The Plaintiff shall pay the [Former Liquidator’s] remuneration and disbursements, the quantum of such to be determined by agreement between the Plaintiff and the [Former Liquidator], or further order of this Court

  1. In the absence of detailed evidence or submissions on the question of power or of the quantum of the disbursements in respect of legal fees, I will defer consideration of those matters for the time being.

Conclusion

  1. It is not uncommon for the work performed and the amount claimed in respect of it to vary, sometimes substantially, from the amount estimated in the early period of the liquidation.  Here, the amount estimated for the period after 30 September 2018 was $30,430.  The actual amount claimed for that period (being the Second, Third and Fourth Periods), is $69,254.  Nearly half of this is in respect of the remuneration application/review, which is something the Former Liquidator may not have anticipated or included in his estimate.  I note for completeness that it is purely coincidental that the amount I have approved is very close to the total approved by creditors in the Remuneration Determination.  I say that it is coincidental because I have arrived at the amount by the process set out above and not by reference to the earlier estimates or the Remuneration Determination.

  1. For these reasons, orders will be made approving the Former Liquidator’s remuneration in the amount of $52,369 (plus GST):

(a)   $18,288 for the First Period;

(b)   $17,333 for the Second Period;

(c)    $10,448 for the Third Period; and

(d)  $6,300 for the Fourth Period.

  1. I will also approve the Former Liquidator’s disbursements for insurance and search fees in the amount sought, of $1,393.70 (incl GST).
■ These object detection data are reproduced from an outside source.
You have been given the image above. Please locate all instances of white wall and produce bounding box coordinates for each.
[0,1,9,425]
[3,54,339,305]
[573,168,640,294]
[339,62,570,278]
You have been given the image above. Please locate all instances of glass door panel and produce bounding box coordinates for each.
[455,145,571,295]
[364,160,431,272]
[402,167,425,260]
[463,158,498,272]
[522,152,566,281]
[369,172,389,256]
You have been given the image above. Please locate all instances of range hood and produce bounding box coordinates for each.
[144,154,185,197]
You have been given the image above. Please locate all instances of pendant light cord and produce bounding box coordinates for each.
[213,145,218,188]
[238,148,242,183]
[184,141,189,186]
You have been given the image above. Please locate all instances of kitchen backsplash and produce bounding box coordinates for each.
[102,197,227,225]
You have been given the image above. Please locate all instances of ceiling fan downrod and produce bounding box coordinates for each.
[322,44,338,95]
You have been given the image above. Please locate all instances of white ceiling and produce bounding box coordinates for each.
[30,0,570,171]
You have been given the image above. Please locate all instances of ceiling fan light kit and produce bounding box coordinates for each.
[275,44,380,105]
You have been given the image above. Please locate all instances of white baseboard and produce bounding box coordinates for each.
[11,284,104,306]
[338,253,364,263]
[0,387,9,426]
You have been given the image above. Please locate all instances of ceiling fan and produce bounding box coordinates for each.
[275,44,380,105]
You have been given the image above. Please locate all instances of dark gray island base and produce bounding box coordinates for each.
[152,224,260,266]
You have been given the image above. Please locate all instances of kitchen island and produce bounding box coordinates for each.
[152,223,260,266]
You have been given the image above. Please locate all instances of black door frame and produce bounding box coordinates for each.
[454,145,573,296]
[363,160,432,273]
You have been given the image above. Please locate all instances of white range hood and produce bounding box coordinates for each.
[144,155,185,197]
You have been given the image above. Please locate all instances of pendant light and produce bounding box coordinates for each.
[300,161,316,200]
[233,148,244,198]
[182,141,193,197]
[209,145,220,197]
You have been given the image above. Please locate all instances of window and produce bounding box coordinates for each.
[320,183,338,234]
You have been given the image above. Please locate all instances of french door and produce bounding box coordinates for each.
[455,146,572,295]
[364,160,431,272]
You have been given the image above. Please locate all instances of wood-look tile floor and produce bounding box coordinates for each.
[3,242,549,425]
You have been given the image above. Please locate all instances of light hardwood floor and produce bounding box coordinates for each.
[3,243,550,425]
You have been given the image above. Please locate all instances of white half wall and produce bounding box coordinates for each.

  1. I will give the parties an opportunity to address the issue raised regarding disbursements in paragraphs 155 to 159 above, before making orders in respect of that matter.  The parties are requested to contact my Associate to arrange a date for the proceeding to be listed so as to deal with that issue (including for any additional evidence, if the parties are so minded).  At that time, I will also hear from the parties as to the appropriate form of orders generally.  If there is consent between the parties as to these matters, then they may communicate the agreed view to my Associate so that it can be determined whether a hearing is required.